My husband tolerates my addiction. I’m forever coming home with stacks and bags of books. He silently helps me move a new bookcase into the house. He understands my love for books, but not my passion. However, my collection is built mostly of books I didn’t have to pay for. Besides getting them as gifts, and ransacking the discount bins at the superstores, I am drawn to (at least) these ten places.
The Book Swap
Usually, the rules are congregate every so often and bring a book. Then, pick one of the books someone else chose, socialize, and go home. I love a well-organized book swap filled with people who like to read what I read. You might have to try three or four to find the right one for you.
The Library Card
Yes, this may seem obvious, but look at it this way: It follows much the same rules as the Book Swap. Once you’ve signed up, you automatically “own” every book in that library. The rules are enter your selection in the computer and bring it back after the allotted time as expired. If you don’t, you pay a fee, because that book also belongs to everyone else with a library card. Oh, and if the library doesn’t have it, there is always Inter-Library Loan. You can truly get (nearly) any book ever. Very nice.
The Library Discard
Libraries must always rotate their stock: remove old and worn books, duplicates of rarely-used books, outdated books, and I have no idea why else. But there are always stacks somewhere. Once a year, our library district holds a huge sale at the armory. Once, I bought 157 children’s books (good ones, mind you), two albums, and one non-fiction book for less than 40 dollars. It was just a matter of getting my husband to take them all home
Similar to libraries, educators frequently clean house. I have about a hundred books I got for free from the secret shelves in the literature department at my college. If there isn’t one where you want it, go knocking on professor‘s doors. Somebody somewhere is dying to thin out their collection.
The Dorms’ Dumpster
College students can be completely un-frugal when it comes to books. When the dorms are moving out for the summer, hit the dumpsters. Textbooks, novels, whatever just seems like too much of a burden can be found waiting for you to rescue it. I always feel like a hero when I extract printed matter from the toss pile.
Salvation Army, Habitat for Humanity Home Supply Stores, and Goodwill
These charity places do not treat their book section like a used book store does. They price their goods at cents. I recently went to Goodwill, complained to myself about each book having a sticker on it, but was rewarded because they have “colored tag?” sales. Thus, I got several of my selections for a dime apiece.
The Organized Book Drive
No facades. “We’re having a drive for unwanted books to be redistributed throughout the neighborhood to families for free. Do you have any to donate? Thank you very much.” Pull the increasingly heavier Radio Flyer to the next house. Then, hold a free-book yard sale.

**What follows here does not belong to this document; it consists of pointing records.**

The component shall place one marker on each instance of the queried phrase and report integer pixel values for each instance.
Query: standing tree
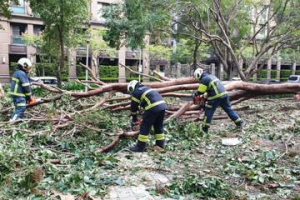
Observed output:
(247, 32)
(4, 8)
(63, 20)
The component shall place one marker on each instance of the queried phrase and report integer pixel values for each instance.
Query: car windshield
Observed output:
(293, 78)
(49, 81)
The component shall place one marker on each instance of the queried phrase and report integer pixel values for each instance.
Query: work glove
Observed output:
(196, 98)
(31, 101)
(135, 124)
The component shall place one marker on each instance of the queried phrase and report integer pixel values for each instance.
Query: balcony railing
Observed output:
(18, 9)
(17, 40)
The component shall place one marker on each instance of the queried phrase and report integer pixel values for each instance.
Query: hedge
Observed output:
(284, 74)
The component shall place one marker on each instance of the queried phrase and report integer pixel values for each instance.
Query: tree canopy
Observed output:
(64, 19)
(241, 33)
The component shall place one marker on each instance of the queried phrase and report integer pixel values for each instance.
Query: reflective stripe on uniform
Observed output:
(239, 119)
(15, 79)
(17, 94)
(154, 104)
(143, 138)
(202, 88)
(217, 96)
(145, 93)
(21, 104)
(136, 100)
(160, 136)
(212, 84)
(208, 106)
(143, 97)
(25, 84)
(205, 123)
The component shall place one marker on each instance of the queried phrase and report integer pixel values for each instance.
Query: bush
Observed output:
(109, 71)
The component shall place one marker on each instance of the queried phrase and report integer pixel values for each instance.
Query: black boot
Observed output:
(139, 147)
(160, 143)
(205, 129)
(241, 124)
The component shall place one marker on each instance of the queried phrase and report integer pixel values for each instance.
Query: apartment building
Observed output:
(12, 48)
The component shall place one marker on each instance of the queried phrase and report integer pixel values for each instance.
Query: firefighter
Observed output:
(20, 90)
(154, 111)
(213, 90)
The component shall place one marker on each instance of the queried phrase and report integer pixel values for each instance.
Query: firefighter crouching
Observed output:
(154, 113)
(213, 90)
(20, 90)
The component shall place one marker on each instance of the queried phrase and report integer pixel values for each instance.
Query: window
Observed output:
(18, 9)
(100, 8)
(37, 29)
(17, 31)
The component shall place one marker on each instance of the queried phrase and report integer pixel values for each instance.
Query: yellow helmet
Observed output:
(131, 86)
(198, 73)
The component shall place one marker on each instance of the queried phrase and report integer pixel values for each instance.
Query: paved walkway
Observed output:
(139, 184)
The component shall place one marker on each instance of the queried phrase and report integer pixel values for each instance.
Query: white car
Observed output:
(47, 80)
(294, 79)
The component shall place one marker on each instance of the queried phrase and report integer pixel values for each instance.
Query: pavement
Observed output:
(141, 178)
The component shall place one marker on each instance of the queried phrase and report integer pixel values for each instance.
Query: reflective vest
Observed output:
(20, 85)
(147, 98)
(212, 85)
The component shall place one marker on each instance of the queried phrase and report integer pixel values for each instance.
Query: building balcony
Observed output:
(17, 40)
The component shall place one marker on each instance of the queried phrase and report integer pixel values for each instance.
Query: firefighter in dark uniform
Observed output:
(20, 90)
(211, 88)
(154, 111)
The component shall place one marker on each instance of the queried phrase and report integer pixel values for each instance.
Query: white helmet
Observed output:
(198, 73)
(25, 62)
(131, 86)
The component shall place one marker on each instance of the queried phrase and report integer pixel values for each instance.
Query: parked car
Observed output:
(294, 79)
(269, 81)
(236, 79)
(47, 80)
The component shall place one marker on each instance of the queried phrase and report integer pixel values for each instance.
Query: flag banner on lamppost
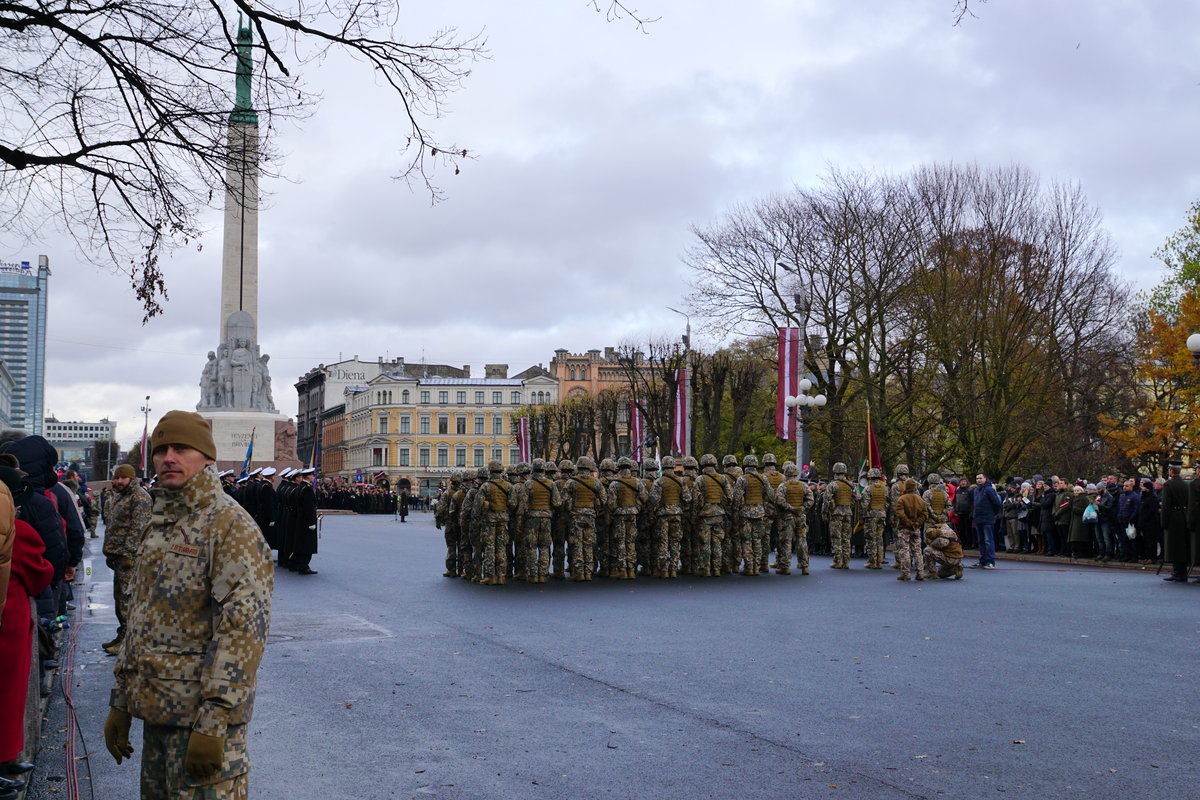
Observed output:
(523, 438)
(635, 431)
(682, 423)
(789, 380)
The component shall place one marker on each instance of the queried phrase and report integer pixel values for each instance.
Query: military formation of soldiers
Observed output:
(544, 521)
(287, 515)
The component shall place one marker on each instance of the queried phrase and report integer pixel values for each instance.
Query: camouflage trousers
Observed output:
(493, 536)
(792, 536)
(839, 539)
(751, 542)
(873, 531)
(909, 551)
(667, 540)
(454, 551)
(165, 775)
(943, 565)
(124, 567)
(537, 547)
(582, 543)
(624, 545)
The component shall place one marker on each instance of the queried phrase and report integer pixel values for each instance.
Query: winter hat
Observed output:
(185, 428)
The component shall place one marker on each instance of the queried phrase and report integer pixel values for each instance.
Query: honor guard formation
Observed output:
(538, 521)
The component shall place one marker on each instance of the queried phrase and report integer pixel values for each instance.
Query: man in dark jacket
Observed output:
(1174, 515)
(985, 511)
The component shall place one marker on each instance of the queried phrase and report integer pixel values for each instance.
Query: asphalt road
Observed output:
(383, 679)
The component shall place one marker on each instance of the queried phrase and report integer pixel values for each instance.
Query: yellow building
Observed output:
(425, 428)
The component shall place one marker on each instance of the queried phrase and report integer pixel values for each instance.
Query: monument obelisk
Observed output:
(235, 385)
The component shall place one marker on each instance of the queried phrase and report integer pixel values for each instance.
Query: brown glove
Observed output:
(204, 755)
(117, 734)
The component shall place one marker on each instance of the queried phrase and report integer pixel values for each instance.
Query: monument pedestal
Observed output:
(275, 437)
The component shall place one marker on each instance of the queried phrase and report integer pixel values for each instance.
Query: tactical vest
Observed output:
(754, 489)
(712, 489)
(879, 497)
(796, 493)
(497, 495)
(627, 492)
(539, 494)
(671, 491)
(585, 495)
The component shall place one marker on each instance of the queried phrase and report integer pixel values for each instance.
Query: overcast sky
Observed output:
(598, 146)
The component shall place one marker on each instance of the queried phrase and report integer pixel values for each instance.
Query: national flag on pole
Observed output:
(635, 431)
(682, 428)
(789, 380)
(523, 439)
(250, 455)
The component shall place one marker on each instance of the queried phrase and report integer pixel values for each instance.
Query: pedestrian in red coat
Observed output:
(30, 575)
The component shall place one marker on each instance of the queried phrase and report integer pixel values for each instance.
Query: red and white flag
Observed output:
(789, 380)
(635, 431)
(682, 427)
(523, 438)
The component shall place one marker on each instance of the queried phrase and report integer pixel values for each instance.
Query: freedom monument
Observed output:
(235, 384)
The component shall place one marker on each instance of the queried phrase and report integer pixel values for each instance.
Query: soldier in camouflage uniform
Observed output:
(690, 516)
(715, 495)
(894, 491)
(606, 549)
(495, 501)
(792, 500)
(839, 511)
(198, 620)
(750, 495)
(627, 495)
(943, 553)
(126, 517)
(670, 495)
(937, 501)
(561, 529)
(774, 477)
(539, 500)
(874, 501)
(587, 495)
(911, 516)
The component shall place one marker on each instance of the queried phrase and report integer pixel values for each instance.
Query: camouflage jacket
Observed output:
(199, 612)
(126, 517)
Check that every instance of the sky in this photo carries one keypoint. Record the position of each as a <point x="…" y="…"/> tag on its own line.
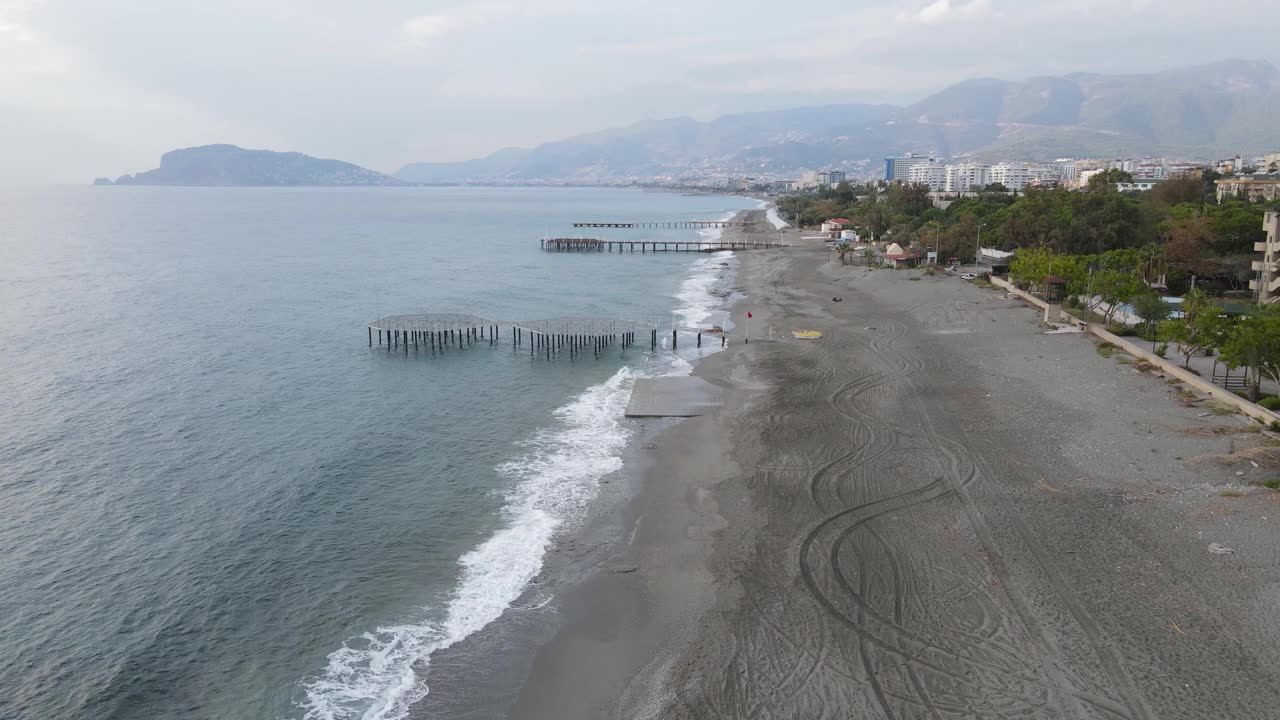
<point x="104" y="87"/>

Surveys for Gift Certificates
Lightspeed Consumer Panel has rewarded me with a number of Amazon e-certificates, which I always end up using for books. One addiction affords the other, I suppose. There may be several sites with this kind of reward system.
Credit Card Reward Programs
Both of my credit cards have some sort of Book incentive for me. One, I get a discount when I order online at retailers. The other builds reward cash which, if you redeem it for credit at one of their partner stores, they will increase a certain percentage. Every time I use my card, I imagine the book I just put a few cents toward.
This is an online free book archive. They record digitally with searchable text the many classic books of the world. Online readers: peruse, search, read, and most of all, enjoy.